Read The Wind Dancer/Storm Winds Page 15


  Sanchia swallowed to ease the queasiness in her stomach. She wheeled sharply away from the bodies. “This way.” She kept her eyes fastened straight ahead as she moved swiftly down the first passage and turned right.

  After several minutes of convoluted, twisting turns, Marco asked doubtfully, “Are you sure you didn’t take the wrong path, Sanchia? I think we may be going around in circles.”

  Sanchia shook her head. “Two more turns and we should reach the storehouse.” She had a sudden terrifying thought. “If the map is right.” What if Vittorio had drawn the map incorrectly? She took the last turn and felt weak with relief. A small, windowless wooden building lay before them. “There it is!”

  “We don’t have much time.” Lion moved quickly forward and inserted the key in the lock of the door. “It must have taken us at least ten minutes to make our way here.” The door swung open. “The lantern, Marco.”

  Sanchia waited outside as Marco and Lion disappeared within the storeroom. Now that she was alone she was beset with a fear so intense it almost suffocated her. The air seemed to vibrate with a sense of waiting menace.

  Marco emerged from the storehouse a few minutes later. “We found it!” His hazel eyes were shining in the lantern light. “It was there, Sanchia.”

  Lion followed him, carrying a medium-sized wooden chest. “Considering the trouble we’ve suffered I would have been a little irritated if it wasn’t,” he said dryly. “Get us out of here, Sanchia.”

  She nodded eagerly, her gaze on the mahogany chest. The Wind Dancer was in that plain wooden container. How strange that such a small object, an object she had never set eyes upon was important enough to Lion and his family to cause all this effort and fear. But soon the terror would be over, soon they would all be safe.

  She turned and began the complicated trek back to the south entrance. She had been foolish, she told herself, to let her own cowardly fear give way to an icy sense of doom. She took a right turn and then a left, her pace increasing. Everything was going well. Lion had his Wind Dancer. They would be back at the entrance before the watch passed.

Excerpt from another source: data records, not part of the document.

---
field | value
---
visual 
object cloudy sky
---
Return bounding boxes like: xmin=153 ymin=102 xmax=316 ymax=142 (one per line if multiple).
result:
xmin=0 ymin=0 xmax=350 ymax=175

  She turned right, left, right again. The high walls of greenery were pressing in on her in a smothering blur. She was almost running now, the pulse in her temple pounding wildly. “The entrance is right ahead,” she called back to Lion and Marco. “One more turn and we’ll—”

  Drawn swords glittered in the moonlight!

  She skidded to a halt, her eyes widening in horror. “No!” The narrow passage ahead was crowded with men in armor dressed in the same yellow-and-white livery Rodrigo and his comrades wore.

  Sanchia heard Lion’s low voice cursing behind her. “Damari.”

  “Greetings, Lion.” A man at the forefront of the soldiers took a step forward. “What a pleasure it is to see you at my palazzo under such intriguing circumstances. I don’t suppose you’d be willing to put down the Wind Dancer and surrender to me?”

  “No.”

  “I didn’t think so.” Damari took another step forward and the light cast by the lantern in Marco’s raised hand fell full on him.

  Sanchia was taken aback by the looks of Damari. Barely of medium height with a barrel chest and overdeveloped torso, his muscular legs were round as tree trunks and far too short. He seemed almost grotesquely malproportioned to Sanchia. And when her gaze rose to his tea-colored eyes glittering in the lantern light, she realized his soul was as misshapen as his body. She saw only malevolence in him.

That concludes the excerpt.